KESHAB CHANDRA SEN (1838 - 1884)
Keshab Chandra Sen (19 November 1838 – 8 January 1884) was an Indian Bengali philosopher and social reformer. Born a Hindu, he became a member of the Brahmo Samaj in 1856 but founded his own breakaway "Brahmo Samaj of India" in 1866 while the Brahmo Samaj remained under the leadership of Debendranath Tagore (who headed the Brahmo Samaj till his death in 1905.In 1878 his followers abandoned him after the underage child marriage of his daughter which exposed his campaign against child marriage as hollow. Later in his life he came under the influence of Ramakrishna and founded a syncretic "New Dispensation" inspired by Christianity, and Vaishnav bhakti, and Hindu practices.
In 1855 he founded an evening school for the children of working men, which continued through 1858. In 1855, he became Secretary to the Goodwill Fraternity,a Masonic lodge associated with the Unitarian Rev. Charles Dall and a Christian missionary Rev.
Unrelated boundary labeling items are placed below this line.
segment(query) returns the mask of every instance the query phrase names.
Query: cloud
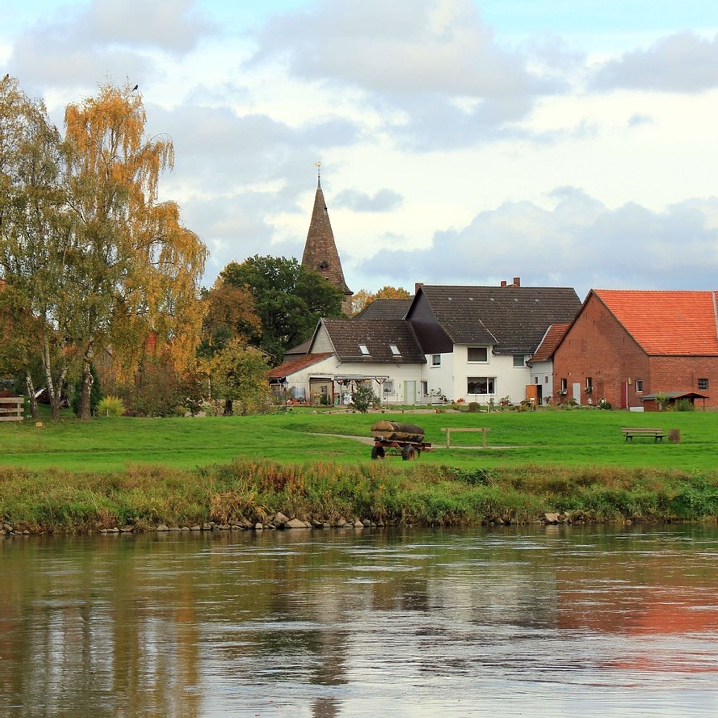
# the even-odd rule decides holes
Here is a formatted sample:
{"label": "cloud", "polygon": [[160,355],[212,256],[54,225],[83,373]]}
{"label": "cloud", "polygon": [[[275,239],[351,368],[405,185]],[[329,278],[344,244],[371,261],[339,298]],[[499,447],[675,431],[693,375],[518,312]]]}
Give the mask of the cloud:
{"label": "cloud", "polygon": [[594,74],[590,86],[683,93],[718,87],[718,35],[713,39],[689,31],[668,35],[647,50],[626,52],[605,63]]}
{"label": "cloud", "polygon": [[404,197],[393,190],[383,189],[372,197],[358,190],[342,190],[334,198],[335,207],[346,207],[355,212],[391,212],[396,209]]}
{"label": "cloud", "polygon": [[[505,202],[466,227],[436,233],[425,250],[381,253],[360,271],[384,281],[709,289],[718,276],[718,199],[654,212],[628,202],[611,210],[575,187],[549,195],[552,210]],[[391,273],[377,276],[377,267]]]}
{"label": "cloud", "polygon": [[349,145],[359,134],[346,120],[292,127],[266,115],[241,116],[229,107],[153,106],[147,116],[152,131],[172,138],[177,174],[191,177],[201,192],[231,193],[239,185],[276,181],[294,187],[285,200],[306,191],[320,150]]}
{"label": "cloud", "polygon": [[195,0],[93,0],[27,29],[8,65],[26,85],[94,85],[108,77],[146,80],[157,67],[149,53],[190,52],[213,32]]}
{"label": "cloud", "polygon": [[388,131],[422,149],[506,136],[536,98],[567,89],[501,48],[471,0],[318,0],[273,18],[258,39],[252,63],[279,60],[302,80],[358,88]]}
James Long who also helped Sen establish a "British Indian Association" in the same year.Around this time he began to be attracted to the ideas of the Brahmo Samaj.
Keshab Chandra Sen was also briefly appointed as Secretary of the Asiatic Society in 1854. For a short time thereafter Sen was also a clerk in the Bank of Bengal, but resigned his post to devote himself exclusively to literature and philosophy.On this, Professor Oman who knew him well writes, "Endowed with an emotional temperament, earnest piety, a gift of ready speech and a strong leaven of vanity, Keshab Chandra Sen found the sober, monotonous duties of a bank clerk intolerable, and very soon sought a more congenial field for the exercise of his abilities." and he formally joined the Brahma Samaj in 1859.